The single largest grant, $99,400, was awarded to Michigan United Conservation Clubs to help fund its “On the Ground” program. Sarah Tropp, “On the Ground” coordinator, said MUCC had scheduled 13 projects this year.
Those projects include coastal marsh clearing and aspen regeneration at the Allegan State Game Area, building brush piles for small game at Fulton and Gratiot-Saginaw state game areas, tree planting at Tuscola and Crane Pond state game areas, and hinge-cutting trees on state-managed land near Grayling.
The Chippewa Nature Center near Midland received a $24,000 grant to put in some natural-appearing wildlife food plots.
“We don’t want to put in a corn field or soybean field,” said Curt Holsinger, the center’s invasive species specialist. “Our goal is to put in native grasses, native wildflowers, and forbs that will provide food and cover for a variety of animals. We’re also planting some mast-bearing trees and shrubs – dogwoods and serviceberries – that’ll provide food for the wildlife.”
The work – on the Nature Center’s property at the confluence of the Pine and Chippewa rivers – is expected to draw in turkeys, songbirds and, hopefully, butterflies and other pollinators.
“We’ve been keeping invasives out of there for years,” he said. “To put some native vegetation back in there is just phenomenal, and without the grant money there’s just no way we can do it – our budget’s pretty much used up keeping the invasives out.”
Gib King, a private land specialist with the U.S. Fish and Wildlife Service, is the only individual awarded a grant this cycle. Working on federal land in Iosco County, King has cut 51 acres of non-commercially viable aspen and 15 acres of alder strips for regeneration for woodcock.
“I go out and do the work myself,” King said. “I have a passion for putting habitat on the ground. The Forest Service struggles to get things done. They’ve got a short staff and a long wish list and this was an opportunity to get things done that needed doing.

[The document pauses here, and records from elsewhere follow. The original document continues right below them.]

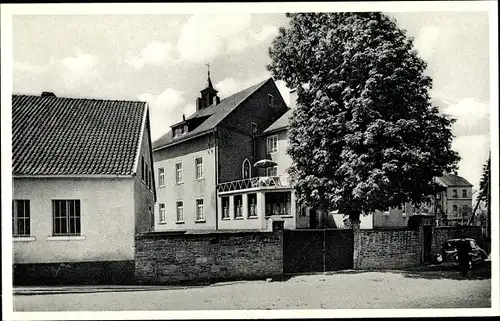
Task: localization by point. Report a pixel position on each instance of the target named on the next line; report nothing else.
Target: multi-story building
(206, 175)
(204, 164)
(453, 204)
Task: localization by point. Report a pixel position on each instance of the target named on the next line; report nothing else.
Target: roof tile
(74, 136)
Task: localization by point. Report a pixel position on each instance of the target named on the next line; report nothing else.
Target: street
(346, 290)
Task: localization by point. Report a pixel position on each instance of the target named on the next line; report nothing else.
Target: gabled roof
(215, 115)
(72, 136)
(280, 124)
(450, 180)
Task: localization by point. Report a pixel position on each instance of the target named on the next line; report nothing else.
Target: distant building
(204, 164)
(453, 205)
(82, 187)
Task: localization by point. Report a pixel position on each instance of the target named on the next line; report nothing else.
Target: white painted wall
(107, 220)
(190, 190)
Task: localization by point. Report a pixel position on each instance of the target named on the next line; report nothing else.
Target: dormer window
(271, 100)
(181, 130)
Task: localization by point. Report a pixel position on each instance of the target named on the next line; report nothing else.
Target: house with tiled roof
(204, 165)
(82, 187)
(453, 204)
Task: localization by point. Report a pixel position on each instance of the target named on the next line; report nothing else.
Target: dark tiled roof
(454, 180)
(71, 136)
(215, 115)
(280, 123)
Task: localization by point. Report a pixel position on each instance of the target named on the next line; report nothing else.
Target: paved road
(362, 290)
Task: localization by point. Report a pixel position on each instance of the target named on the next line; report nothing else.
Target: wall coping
(161, 235)
(387, 229)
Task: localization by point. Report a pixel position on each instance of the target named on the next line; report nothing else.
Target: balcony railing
(264, 182)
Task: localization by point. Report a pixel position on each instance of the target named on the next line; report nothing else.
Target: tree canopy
(364, 135)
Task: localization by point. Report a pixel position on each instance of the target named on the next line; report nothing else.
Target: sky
(161, 59)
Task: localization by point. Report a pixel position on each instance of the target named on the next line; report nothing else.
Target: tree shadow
(450, 272)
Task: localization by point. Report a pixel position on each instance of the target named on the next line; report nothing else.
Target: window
(178, 173)
(143, 168)
(272, 171)
(271, 100)
(272, 144)
(278, 203)
(180, 211)
(246, 169)
(200, 216)
(225, 207)
(178, 131)
(21, 218)
(238, 206)
(149, 180)
(161, 176)
(402, 208)
(66, 215)
(252, 205)
(302, 209)
(162, 217)
(254, 127)
(198, 164)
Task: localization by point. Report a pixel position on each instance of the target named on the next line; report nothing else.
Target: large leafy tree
(364, 135)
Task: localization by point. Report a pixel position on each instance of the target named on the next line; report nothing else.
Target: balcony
(255, 183)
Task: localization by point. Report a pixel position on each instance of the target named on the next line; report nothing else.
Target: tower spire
(209, 81)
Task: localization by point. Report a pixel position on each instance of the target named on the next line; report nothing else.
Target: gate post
(357, 245)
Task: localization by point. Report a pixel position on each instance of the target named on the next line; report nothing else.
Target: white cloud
(266, 32)
(77, 70)
(427, 41)
(205, 35)
(472, 117)
(155, 53)
(166, 109)
(27, 67)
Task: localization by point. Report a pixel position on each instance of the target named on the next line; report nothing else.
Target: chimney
(48, 94)
(293, 98)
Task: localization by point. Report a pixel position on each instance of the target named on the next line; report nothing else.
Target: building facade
(453, 204)
(82, 187)
(203, 163)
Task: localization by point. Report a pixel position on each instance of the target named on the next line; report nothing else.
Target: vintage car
(449, 252)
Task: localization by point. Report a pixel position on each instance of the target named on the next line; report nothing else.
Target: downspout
(216, 148)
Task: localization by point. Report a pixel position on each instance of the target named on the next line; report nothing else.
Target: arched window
(246, 169)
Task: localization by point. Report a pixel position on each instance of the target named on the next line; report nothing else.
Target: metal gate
(317, 250)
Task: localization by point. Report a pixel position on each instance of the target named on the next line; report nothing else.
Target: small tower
(208, 95)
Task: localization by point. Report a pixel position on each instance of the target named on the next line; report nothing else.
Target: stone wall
(388, 248)
(163, 258)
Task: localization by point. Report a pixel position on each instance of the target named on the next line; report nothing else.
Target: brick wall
(162, 258)
(388, 248)
(442, 233)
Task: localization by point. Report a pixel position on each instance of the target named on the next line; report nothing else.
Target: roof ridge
(81, 98)
(220, 111)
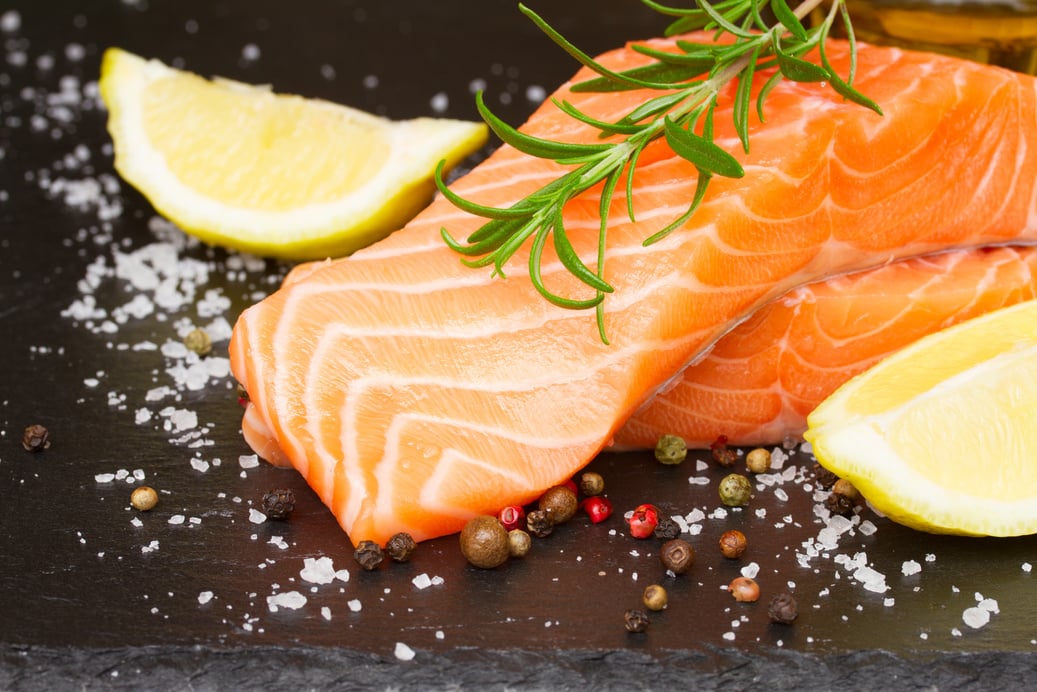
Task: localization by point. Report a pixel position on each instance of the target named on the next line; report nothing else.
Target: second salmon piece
(413, 392)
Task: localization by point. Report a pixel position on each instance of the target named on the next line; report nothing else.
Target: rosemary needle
(689, 82)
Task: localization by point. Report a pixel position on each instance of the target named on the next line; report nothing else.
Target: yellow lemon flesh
(942, 436)
(274, 174)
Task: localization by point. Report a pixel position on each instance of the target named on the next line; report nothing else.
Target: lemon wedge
(278, 175)
(942, 436)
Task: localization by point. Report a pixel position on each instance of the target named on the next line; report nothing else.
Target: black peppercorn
(677, 555)
(636, 620)
(369, 555)
(400, 547)
(35, 438)
(783, 609)
(539, 523)
(667, 528)
(278, 503)
(560, 502)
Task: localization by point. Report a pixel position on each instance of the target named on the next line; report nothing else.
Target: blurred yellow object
(1002, 32)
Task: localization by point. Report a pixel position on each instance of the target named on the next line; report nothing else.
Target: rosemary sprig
(690, 81)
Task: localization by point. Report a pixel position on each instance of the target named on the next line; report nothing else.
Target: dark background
(83, 606)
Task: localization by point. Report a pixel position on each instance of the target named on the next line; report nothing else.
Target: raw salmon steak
(414, 392)
(757, 385)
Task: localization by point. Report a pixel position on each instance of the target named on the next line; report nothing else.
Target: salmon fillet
(414, 392)
(757, 385)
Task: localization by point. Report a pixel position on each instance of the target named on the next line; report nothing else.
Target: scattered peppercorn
(198, 341)
(643, 521)
(758, 461)
(278, 503)
(723, 454)
(671, 449)
(824, 478)
(400, 547)
(484, 543)
(519, 543)
(369, 555)
(735, 490)
(636, 620)
(667, 528)
(597, 507)
(733, 544)
(655, 598)
(35, 438)
(745, 589)
(677, 556)
(560, 502)
(539, 523)
(144, 498)
(783, 609)
(511, 517)
(591, 483)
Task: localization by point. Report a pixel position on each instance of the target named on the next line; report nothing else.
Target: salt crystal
(402, 652)
(290, 600)
(976, 616)
(909, 568)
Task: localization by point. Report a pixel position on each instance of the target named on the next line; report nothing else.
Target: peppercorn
(758, 461)
(539, 523)
(591, 483)
(723, 454)
(400, 547)
(824, 478)
(519, 543)
(369, 555)
(35, 438)
(735, 490)
(677, 556)
(597, 507)
(636, 620)
(845, 488)
(144, 498)
(643, 521)
(560, 502)
(667, 528)
(198, 341)
(732, 544)
(484, 543)
(783, 609)
(278, 503)
(745, 589)
(671, 449)
(654, 598)
(511, 517)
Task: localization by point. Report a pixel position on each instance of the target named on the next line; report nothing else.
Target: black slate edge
(201, 668)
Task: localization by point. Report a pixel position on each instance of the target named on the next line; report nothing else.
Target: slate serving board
(90, 600)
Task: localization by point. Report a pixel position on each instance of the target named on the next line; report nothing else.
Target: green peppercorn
(560, 503)
(519, 543)
(198, 341)
(735, 490)
(758, 461)
(591, 483)
(484, 542)
(671, 449)
(654, 598)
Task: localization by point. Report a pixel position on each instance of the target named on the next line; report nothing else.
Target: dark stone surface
(84, 605)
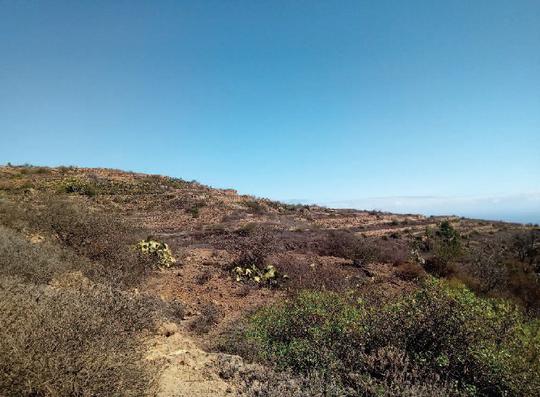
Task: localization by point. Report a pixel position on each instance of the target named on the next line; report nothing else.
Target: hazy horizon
(330, 103)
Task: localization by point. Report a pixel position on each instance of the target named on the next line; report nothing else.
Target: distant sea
(524, 208)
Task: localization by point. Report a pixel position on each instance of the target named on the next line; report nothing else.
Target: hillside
(65, 228)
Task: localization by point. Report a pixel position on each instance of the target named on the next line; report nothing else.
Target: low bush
(364, 250)
(36, 262)
(103, 238)
(442, 337)
(158, 251)
(210, 315)
(73, 338)
(79, 186)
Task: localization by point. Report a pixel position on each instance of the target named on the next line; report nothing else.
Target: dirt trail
(187, 371)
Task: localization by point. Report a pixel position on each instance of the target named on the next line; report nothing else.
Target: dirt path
(187, 371)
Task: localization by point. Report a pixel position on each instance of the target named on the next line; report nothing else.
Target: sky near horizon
(417, 106)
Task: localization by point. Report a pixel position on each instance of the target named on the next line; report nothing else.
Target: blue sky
(378, 104)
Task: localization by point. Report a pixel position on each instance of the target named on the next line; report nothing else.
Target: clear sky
(425, 106)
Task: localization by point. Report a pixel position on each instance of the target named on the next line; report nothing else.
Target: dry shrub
(254, 243)
(103, 238)
(410, 271)
(361, 251)
(209, 316)
(74, 338)
(305, 274)
(37, 263)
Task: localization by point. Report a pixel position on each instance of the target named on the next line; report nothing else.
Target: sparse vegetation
(443, 333)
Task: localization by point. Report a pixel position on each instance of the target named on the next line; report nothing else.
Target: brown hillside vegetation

“It took this grant to accomplish something that needed doing for years and if they didn’t get to it, it might not have been a viable project anymore.”
King also planted and fenced fruit trees and shrubs, built brush piles for hares and established some grassland.

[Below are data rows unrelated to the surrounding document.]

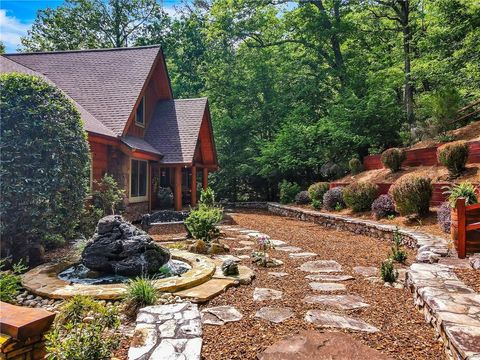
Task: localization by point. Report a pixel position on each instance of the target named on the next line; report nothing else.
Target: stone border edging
(451, 307)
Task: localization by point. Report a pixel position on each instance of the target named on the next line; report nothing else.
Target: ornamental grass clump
(360, 196)
(393, 158)
(412, 194)
(333, 199)
(454, 157)
(383, 206)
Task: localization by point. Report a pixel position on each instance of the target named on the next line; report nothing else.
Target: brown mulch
(403, 331)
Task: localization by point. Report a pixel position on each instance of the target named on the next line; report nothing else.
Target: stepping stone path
(220, 315)
(321, 266)
(262, 294)
(341, 302)
(167, 332)
(328, 277)
(327, 287)
(275, 315)
(328, 319)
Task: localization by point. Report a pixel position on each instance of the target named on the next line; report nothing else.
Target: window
(138, 179)
(140, 113)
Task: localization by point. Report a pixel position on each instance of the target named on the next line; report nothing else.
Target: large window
(138, 179)
(140, 113)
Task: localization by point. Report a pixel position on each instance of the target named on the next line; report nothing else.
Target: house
(137, 131)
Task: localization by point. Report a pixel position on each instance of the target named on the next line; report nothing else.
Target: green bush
(360, 196)
(393, 158)
(83, 330)
(10, 281)
(288, 191)
(412, 195)
(355, 166)
(453, 156)
(44, 163)
(317, 190)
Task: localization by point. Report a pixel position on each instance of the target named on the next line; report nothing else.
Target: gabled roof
(175, 127)
(107, 93)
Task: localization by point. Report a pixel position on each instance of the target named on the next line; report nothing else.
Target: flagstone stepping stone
(321, 266)
(309, 345)
(262, 294)
(220, 315)
(275, 315)
(327, 287)
(328, 319)
(366, 271)
(277, 274)
(341, 302)
(329, 277)
(289, 248)
(302, 255)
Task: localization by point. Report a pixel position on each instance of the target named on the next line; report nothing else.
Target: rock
(328, 319)
(275, 315)
(310, 345)
(229, 268)
(119, 247)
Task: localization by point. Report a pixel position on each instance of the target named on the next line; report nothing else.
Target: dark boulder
(118, 247)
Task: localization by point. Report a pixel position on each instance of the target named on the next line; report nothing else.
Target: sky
(17, 16)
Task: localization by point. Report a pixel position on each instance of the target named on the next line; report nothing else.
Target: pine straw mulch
(403, 331)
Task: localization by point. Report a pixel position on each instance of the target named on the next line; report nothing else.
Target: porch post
(193, 187)
(205, 178)
(178, 188)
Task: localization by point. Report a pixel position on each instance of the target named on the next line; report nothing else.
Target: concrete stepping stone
(275, 315)
(341, 302)
(329, 277)
(327, 286)
(328, 319)
(263, 294)
(366, 271)
(310, 345)
(220, 315)
(321, 266)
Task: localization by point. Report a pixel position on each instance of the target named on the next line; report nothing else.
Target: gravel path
(403, 332)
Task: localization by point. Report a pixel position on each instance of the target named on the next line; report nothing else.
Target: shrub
(317, 190)
(288, 191)
(360, 196)
(355, 166)
(444, 217)
(393, 158)
(383, 206)
(302, 198)
(464, 190)
(83, 330)
(412, 195)
(44, 163)
(10, 281)
(453, 156)
(333, 199)
(388, 272)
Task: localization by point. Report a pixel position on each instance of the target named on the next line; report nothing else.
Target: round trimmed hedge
(44, 163)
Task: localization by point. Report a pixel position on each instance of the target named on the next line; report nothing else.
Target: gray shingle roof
(175, 127)
(105, 82)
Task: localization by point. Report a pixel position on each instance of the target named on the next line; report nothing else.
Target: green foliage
(43, 166)
(317, 190)
(360, 196)
(454, 156)
(10, 281)
(412, 195)
(288, 191)
(83, 330)
(388, 272)
(393, 158)
(465, 190)
(355, 166)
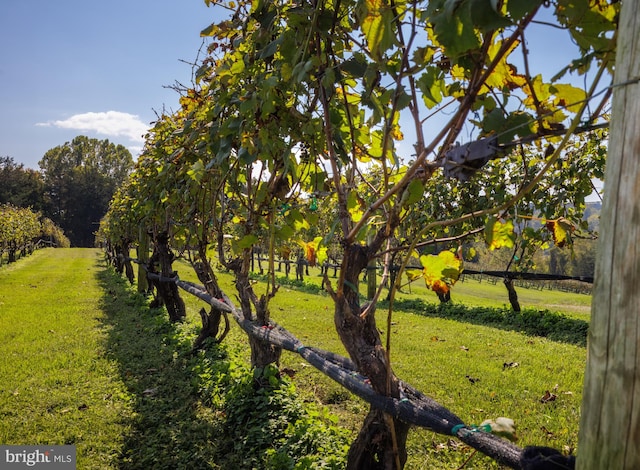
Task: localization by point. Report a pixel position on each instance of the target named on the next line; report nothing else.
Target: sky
(103, 68)
(88, 67)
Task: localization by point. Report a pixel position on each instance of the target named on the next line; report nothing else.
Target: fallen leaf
(548, 396)
(502, 426)
(548, 433)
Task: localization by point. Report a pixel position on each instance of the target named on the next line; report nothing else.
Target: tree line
(73, 187)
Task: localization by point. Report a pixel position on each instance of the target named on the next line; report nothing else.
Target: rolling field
(88, 363)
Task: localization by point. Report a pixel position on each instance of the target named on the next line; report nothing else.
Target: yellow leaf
(499, 234)
(441, 271)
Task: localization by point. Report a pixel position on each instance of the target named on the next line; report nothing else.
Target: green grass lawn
(56, 384)
(86, 362)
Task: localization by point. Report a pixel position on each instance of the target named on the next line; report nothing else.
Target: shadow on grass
(544, 323)
(168, 428)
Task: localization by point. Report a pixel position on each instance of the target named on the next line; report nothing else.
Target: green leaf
(246, 242)
(377, 26)
(499, 234)
(519, 8)
(413, 193)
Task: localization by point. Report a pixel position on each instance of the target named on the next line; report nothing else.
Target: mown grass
(139, 381)
(56, 385)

“There’s actually a big enough chunk of ground there it could potentially hold pheasants,” he said. “It’s not a priority area, but it could be peripheral benefit.”

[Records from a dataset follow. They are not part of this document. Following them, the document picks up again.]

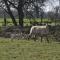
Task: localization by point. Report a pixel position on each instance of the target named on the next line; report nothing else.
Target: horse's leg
(41, 38)
(47, 38)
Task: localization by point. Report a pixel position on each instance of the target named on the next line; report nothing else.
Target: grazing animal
(39, 31)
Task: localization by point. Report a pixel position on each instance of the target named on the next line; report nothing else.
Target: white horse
(39, 31)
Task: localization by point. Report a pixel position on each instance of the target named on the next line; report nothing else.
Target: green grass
(26, 21)
(28, 50)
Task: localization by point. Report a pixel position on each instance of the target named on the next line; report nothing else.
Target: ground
(28, 50)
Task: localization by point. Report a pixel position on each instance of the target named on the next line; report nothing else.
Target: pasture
(28, 50)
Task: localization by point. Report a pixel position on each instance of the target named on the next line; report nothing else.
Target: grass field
(28, 50)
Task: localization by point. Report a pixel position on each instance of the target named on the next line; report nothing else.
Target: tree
(19, 6)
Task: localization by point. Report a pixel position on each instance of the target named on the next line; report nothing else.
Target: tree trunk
(10, 13)
(20, 13)
(5, 19)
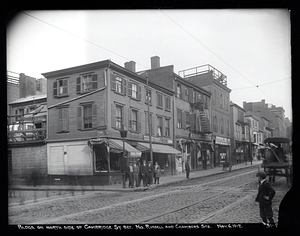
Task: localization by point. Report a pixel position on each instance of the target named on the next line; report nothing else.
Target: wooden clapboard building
(88, 105)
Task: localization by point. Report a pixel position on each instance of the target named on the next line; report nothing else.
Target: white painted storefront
(69, 158)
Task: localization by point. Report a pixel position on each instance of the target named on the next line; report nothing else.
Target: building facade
(274, 114)
(215, 82)
(240, 136)
(89, 105)
(191, 116)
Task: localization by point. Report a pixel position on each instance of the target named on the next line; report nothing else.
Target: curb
(96, 188)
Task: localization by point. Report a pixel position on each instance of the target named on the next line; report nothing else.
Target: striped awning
(116, 145)
(158, 148)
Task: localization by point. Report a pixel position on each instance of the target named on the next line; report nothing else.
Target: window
(222, 125)
(134, 90)
(228, 127)
(187, 119)
(178, 91)
(186, 94)
(215, 124)
(134, 124)
(60, 87)
(148, 95)
(63, 119)
(147, 123)
(118, 84)
(159, 100)
(87, 116)
(214, 97)
(179, 118)
(221, 100)
(119, 116)
(86, 83)
(168, 103)
(167, 127)
(159, 126)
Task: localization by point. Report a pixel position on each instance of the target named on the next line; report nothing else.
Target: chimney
(130, 65)
(155, 62)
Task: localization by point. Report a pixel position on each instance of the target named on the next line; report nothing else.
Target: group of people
(137, 172)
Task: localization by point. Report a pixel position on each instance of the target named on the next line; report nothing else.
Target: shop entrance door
(204, 160)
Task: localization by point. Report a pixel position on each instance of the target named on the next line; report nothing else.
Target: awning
(117, 146)
(39, 113)
(158, 148)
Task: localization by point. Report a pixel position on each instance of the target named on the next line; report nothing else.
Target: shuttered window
(167, 103)
(63, 119)
(159, 100)
(87, 116)
(179, 118)
(86, 83)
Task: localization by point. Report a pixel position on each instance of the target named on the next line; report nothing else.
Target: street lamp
(123, 133)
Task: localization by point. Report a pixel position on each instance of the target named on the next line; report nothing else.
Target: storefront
(198, 151)
(98, 161)
(222, 150)
(164, 155)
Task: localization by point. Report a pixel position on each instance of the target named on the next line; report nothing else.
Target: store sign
(222, 141)
(158, 139)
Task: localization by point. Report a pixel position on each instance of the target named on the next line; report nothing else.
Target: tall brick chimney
(155, 62)
(130, 65)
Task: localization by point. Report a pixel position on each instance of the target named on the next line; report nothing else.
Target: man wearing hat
(264, 197)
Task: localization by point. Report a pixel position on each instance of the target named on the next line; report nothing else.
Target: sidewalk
(164, 180)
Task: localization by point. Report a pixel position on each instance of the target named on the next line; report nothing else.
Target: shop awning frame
(157, 148)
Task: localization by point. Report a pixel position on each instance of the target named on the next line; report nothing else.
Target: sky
(251, 46)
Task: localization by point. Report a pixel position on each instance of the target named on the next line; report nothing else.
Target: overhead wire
(90, 42)
(215, 54)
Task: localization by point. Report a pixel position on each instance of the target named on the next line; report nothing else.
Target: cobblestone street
(226, 198)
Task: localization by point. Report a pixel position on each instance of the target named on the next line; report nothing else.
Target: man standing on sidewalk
(264, 197)
(187, 168)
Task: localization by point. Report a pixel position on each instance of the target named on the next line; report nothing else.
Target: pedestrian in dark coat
(150, 173)
(187, 169)
(144, 173)
(156, 173)
(130, 176)
(264, 198)
(136, 172)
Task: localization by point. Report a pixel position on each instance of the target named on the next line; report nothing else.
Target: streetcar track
(202, 187)
(189, 205)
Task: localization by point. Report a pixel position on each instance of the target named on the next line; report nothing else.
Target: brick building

Buchanan said the 18 projects green-lighted this year were chosen from 30 eligible applications. It’s a competitive bid process; applications are scored on a variety of criteria, including need and potential impacts.
Grantees are required to provide at least a 10-percent match, but those who offer to provide a higher match are rewarded in the scoring process. The next grant cycle, which begins Oct.1, will be for a two-year period.
“Some projects – especially the grassland work, from planning to site preparation to actual planting – become difficult to accomplish in one year,” Buchanan said. “We’re expecting to have about $930,000 available.”
Applications for the next grant cycle were due July 20.
“We’re interested in getting all sorts of organizations and people involved,” Buchanan said. “Contact the local DNR wildlife biologist or go to the DNR website to get more information on the process and priorities.”